The following are ways to develop reasonable precautions:
• Investigators start by thinking about subject safety. Investigators are the first to ask: What do I need to do to minimize risk?
“For example, and the regulations speak to this, can I go ahead and utilize an already scheduled clinical procedure and use data from that procedure?” Prentice suggests. “So if a subject is going to have a CT scan, can I use that CT scan, which is done for clinical purposes, rather than have another one done for research purposes?”
Subject safety should be a consideration when schedule procedures that might be duplicates of procedures conducted for clinical purposes, he adds. “Any time you can use information from a procedure already done for clinical purposes, do it.”
• Assess the monitoring plan. IRBs and human research protection programs (HRPPs) need to ask what sort of monitoring is necessary and what sort of follow-up procedures are necessary, Prentice says.
“If a subject experiences a certain level of symptoms, then maybe he should be withdrawn from research before he suffers irreversible harm,” he says.
IRBs monitor and analyze risk, but it’s up to investigators to list and clearly describe the known, reasonably foreseeable risks, Prentice says.
“I would not suggest they put in 10 pages of risks, which has become a problem with consent forms these days,” he says.
• Identify, define reasonably foreseeable risks. “Take reasonable precautions to prevent harm from happening,” Prentice says. “By reasonable precautions, you decide what’s reasonable, and if it’s not reasonable, then we shut down the research.”

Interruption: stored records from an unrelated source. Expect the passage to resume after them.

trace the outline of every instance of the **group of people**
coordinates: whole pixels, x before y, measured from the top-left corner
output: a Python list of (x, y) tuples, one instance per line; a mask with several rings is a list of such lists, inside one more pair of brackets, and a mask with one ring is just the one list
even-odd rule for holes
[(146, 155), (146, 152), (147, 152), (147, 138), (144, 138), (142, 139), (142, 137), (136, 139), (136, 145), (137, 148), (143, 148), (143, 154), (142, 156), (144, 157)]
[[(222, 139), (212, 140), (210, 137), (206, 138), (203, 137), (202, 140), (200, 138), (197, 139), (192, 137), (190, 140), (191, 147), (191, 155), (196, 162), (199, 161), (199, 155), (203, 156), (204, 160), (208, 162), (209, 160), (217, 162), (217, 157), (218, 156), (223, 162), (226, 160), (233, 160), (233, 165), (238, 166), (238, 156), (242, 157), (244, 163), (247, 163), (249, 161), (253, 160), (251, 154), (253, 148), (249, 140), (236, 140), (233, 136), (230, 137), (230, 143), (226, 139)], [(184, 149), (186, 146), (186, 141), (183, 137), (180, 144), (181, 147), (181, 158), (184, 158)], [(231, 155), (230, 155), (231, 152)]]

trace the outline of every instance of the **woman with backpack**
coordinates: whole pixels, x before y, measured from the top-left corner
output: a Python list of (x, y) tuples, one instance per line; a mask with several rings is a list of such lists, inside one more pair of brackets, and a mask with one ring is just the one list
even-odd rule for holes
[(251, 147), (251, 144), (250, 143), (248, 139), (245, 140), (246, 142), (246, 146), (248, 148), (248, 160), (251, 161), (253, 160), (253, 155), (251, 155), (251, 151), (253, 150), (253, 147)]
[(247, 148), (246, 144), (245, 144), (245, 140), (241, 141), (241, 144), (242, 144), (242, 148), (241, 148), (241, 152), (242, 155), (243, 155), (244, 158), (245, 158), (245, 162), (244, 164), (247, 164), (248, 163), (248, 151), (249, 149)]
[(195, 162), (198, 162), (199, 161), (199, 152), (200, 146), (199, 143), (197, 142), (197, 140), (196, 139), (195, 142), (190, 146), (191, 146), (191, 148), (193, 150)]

Investigators decide which risks are reasonable, and IRBs decide whether the principal investigator’s description of risks is reasonable, he says.

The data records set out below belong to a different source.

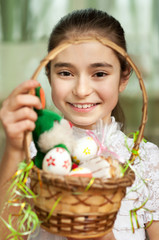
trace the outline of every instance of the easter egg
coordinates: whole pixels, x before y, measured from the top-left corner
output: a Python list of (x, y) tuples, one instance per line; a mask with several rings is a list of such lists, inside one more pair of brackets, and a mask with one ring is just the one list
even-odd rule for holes
[(43, 170), (54, 174), (66, 175), (70, 172), (72, 160), (68, 151), (57, 147), (50, 150), (43, 159)]
[(92, 173), (91, 173), (91, 170), (88, 168), (78, 167), (78, 168), (73, 169), (69, 173), (69, 176), (92, 178)]
[(98, 146), (90, 136), (85, 136), (76, 140), (72, 158), (77, 163), (83, 163), (97, 154)]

“If subjects are more vulnerable, including elderly people, people who are chronically ill, including people with terminal cancer, then look at all these things and make an assessment of the risk,” Prentice says.
• Consider potential benefits. Benefits in research are anything with a positive value, Prentice notes.
“It’s something that may accrue to directly benefit the subject, or perhaps it will only benefit society in terms of advancement of knowledge,” he says. “All research must have benefit to society, but not all will have benefit to the subject.”
For example, Phase I in clinical trials involves toxicity testing, and there’s typically no prospect of therapeutic benefit to subjects, Prentice says.
“IRBs have to factor that in,” he says. “Does the investigator think there’s any prospect of direct subject benefit and, if so, is it worth it? Or, if not, why is the investigator doing research in the first place? How will it advance knowledge?”
A flawed experimental design won’t yield usable data, so it would be unethical to conduct it, Prentice says.
“The principle investigator has to make sure the experimental design is sound, and the IRB has to say, ‘Yes, right design, and if it’s carried out according to the protocol, it could potentially result in advancement of knowledge,’” Prentice adds.
• Think about risk-benefit equation. “We have reasonable precautions placed in the protocol to reduce the possibility of any subject experiencing harm,” he says. “We’ve examined the anticipated benefit to society, and now it’s time to look at the risk-benefit relationship.”
IRBs might consider the possibility of risks outweighing benefits and whether it’s ethical to do research where this occurs, Prentice says.
In situations in which there is the possibility of subjects experiencing direct benefit from research, then IRBs might find it acceptable to have a higher level of risk. They will make this assessment as they consider the risk-benefit equation, he explains.
When IRBs and investigators deal with risks, they should identify reasonably foreseeable risks and have reasonable precautions to prevent harm.